Usage of TLS
We recommend prohibiting insecure connections to Administration Server. For example, you can prohibit connections that use HTTP in the Administration Server settings.
Please note that by default, several HTTP ports of Administration Server are closed. The remaining port is used for the Administration Server Web Server (8060). This port can be limited by the firewall settings of the Administration Server device.
Strict TLS settings
We recommend using TLS protocol version 1.2 and later, and restricting or prohibiting insecure encryption algorithms.
You can configure the encryption protocols (TLS) used by Administration Server. Please note that at the time of the release of a version of Administration Server, the encryption protocol settings are configured by default to ensure secure data transfer.
Prohibition of remote authentication by using Windows accounts
You can use the LP_RestrictRemoteOsAuth flag to prohibit SSPI connections from remote addresses. This flag allows you to prohibit remote authentication on Administration Server by using local or domain Windows accounts.
To switch the LP_RestrictRemoteOsAuth flag to the mode of prohibiting connections from the remote addresses:
klscflag.exe -fset -pv .core/.independent -s KLLIM -n LP_RestrictRemoteOsAuth -t d -v 1
The LP_RestrictRemoteOsAuth flag does not work if remote authentication is performed through Kaspersky Security Center Web Console or Administration Console that is installed on the Administration Server device.
Restricting access to the Administration Server database
We recommend restricting access to the Administration Server database. For example, grant access only from the Administration Server device. This reduces the likelihood of the Administration Server database being compromised due to known vulnerabilities.
You can configure the parameters according to the operating instructions of the used database, as well as provide closed ports on firewalls.
Authenticating Microsoft SQL Server
If Kaspersky Security Center uses Microsoft SQL Server as a DBMS, it is necessary to protect Kaspersky Security Center data transferred to or from the database and data stored in the database from unauthorized access. To do this, you must provide secure communication between Kaspersky Security Center and SQL Server. The most reliable way to provide secure communication is to install Kaspersky Security Center and SQL Server on the same device and use the shared memory mechanism for both applications.
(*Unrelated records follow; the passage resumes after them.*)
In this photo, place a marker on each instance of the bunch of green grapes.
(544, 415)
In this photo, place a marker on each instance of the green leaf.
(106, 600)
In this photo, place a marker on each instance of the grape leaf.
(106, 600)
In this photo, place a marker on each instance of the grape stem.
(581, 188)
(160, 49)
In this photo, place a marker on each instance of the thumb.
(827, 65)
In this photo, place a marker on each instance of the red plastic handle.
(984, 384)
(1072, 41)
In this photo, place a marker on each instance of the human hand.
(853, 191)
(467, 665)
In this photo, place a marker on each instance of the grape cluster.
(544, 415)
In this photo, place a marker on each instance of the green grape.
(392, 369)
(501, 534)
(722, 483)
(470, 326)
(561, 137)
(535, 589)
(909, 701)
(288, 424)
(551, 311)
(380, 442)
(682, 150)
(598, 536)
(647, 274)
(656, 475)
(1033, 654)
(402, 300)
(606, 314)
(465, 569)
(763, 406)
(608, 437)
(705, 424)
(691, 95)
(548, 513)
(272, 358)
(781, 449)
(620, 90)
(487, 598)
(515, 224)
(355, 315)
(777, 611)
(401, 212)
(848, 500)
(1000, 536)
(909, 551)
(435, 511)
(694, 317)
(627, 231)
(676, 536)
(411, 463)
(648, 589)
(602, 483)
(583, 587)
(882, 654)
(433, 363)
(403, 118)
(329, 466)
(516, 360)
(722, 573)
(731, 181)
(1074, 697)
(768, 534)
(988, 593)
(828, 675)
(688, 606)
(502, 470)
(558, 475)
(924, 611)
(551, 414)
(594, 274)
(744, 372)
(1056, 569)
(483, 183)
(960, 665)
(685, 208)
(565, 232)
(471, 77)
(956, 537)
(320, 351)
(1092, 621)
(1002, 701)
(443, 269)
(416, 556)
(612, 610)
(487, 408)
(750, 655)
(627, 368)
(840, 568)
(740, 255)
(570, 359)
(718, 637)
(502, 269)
In all other cases, we recommend that you use an SSL/TLS certificate to authenticate the SQL Server instance.
Generally, Administration Server can address SQL Server through the following providers:
This provider is installed into Windows operating system and used by default.
If you want to use this provider, you have to install it on the device with Administration Server, and then set value 1 to the global environment variable KLDBADO_UseMSOLEDBSQL.
If you want to use this provider, you have to install it on the device with Administration Server, and then set value 1 to the global environment variable KLDBADO_UseMSOLEDBSQL, and value MSOLEDBSQL19 to the global environment variable KLDBADO_ProviderName.
Also, before using TCP/IP, Named Pipes, or Shared memory, make sure that the required protocol is enabled.
Security interaction with an external DBMS
If the DBMS is installed on a separate device during the installation of Administration Server (external DBMS), we recommend configuring the parameters for secure interaction and authentication with this DBMS. For more information about configuring SSL authentication, refer to Authenticating PostgreSQL Server and Scenario: Authenticating MySQL Server.
Configuring an allowlist of IP addresses to connect to Administration Server
By default, Kaspersky Security Center users can log in to Kaspersky Security Center from any device where the MMC-based Administration Console, Kaspersky Security Center Web Console or OpenAPI applications are installed. You can configure Administration Server so that users can connect to it only from devices with allowed IP addresses. For example, if an intruder tries to connect to Kaspersky Security Center through Kaspersky Security Center Web Console Server installed on a device that is not included in the allowlist, he or she will not be able to log in to Kaspersky Security Center.
Configuring an allowlist of IP addresses to connect to Kaspersky Security Center Web Console
By default, Kaspersky Security Center users can connect to Kaspersky Security Center Web Console from any device. On a device with Kaspersky Security Center Web Console installed, you must configure the firewall (built into the operating system or a third-party one) so that users can connect to Kaspersky Security Center Web Console only from allowed IP addresses.
Security of connection to the domain controller during the polling
Administration Server or a Linux distribution point connect to the domain controller over LDAPS to poll the domain. By default, certificate verification is not required when connecting. To enforce certificate verification, set the KLNAG_LDAP_TLS_REQCERT flag to 1. Also, you can specify a custom path to the certificate authority (CA) to access the certificate chain by using the KLNAG_LDAP_SSL_CACERT flag.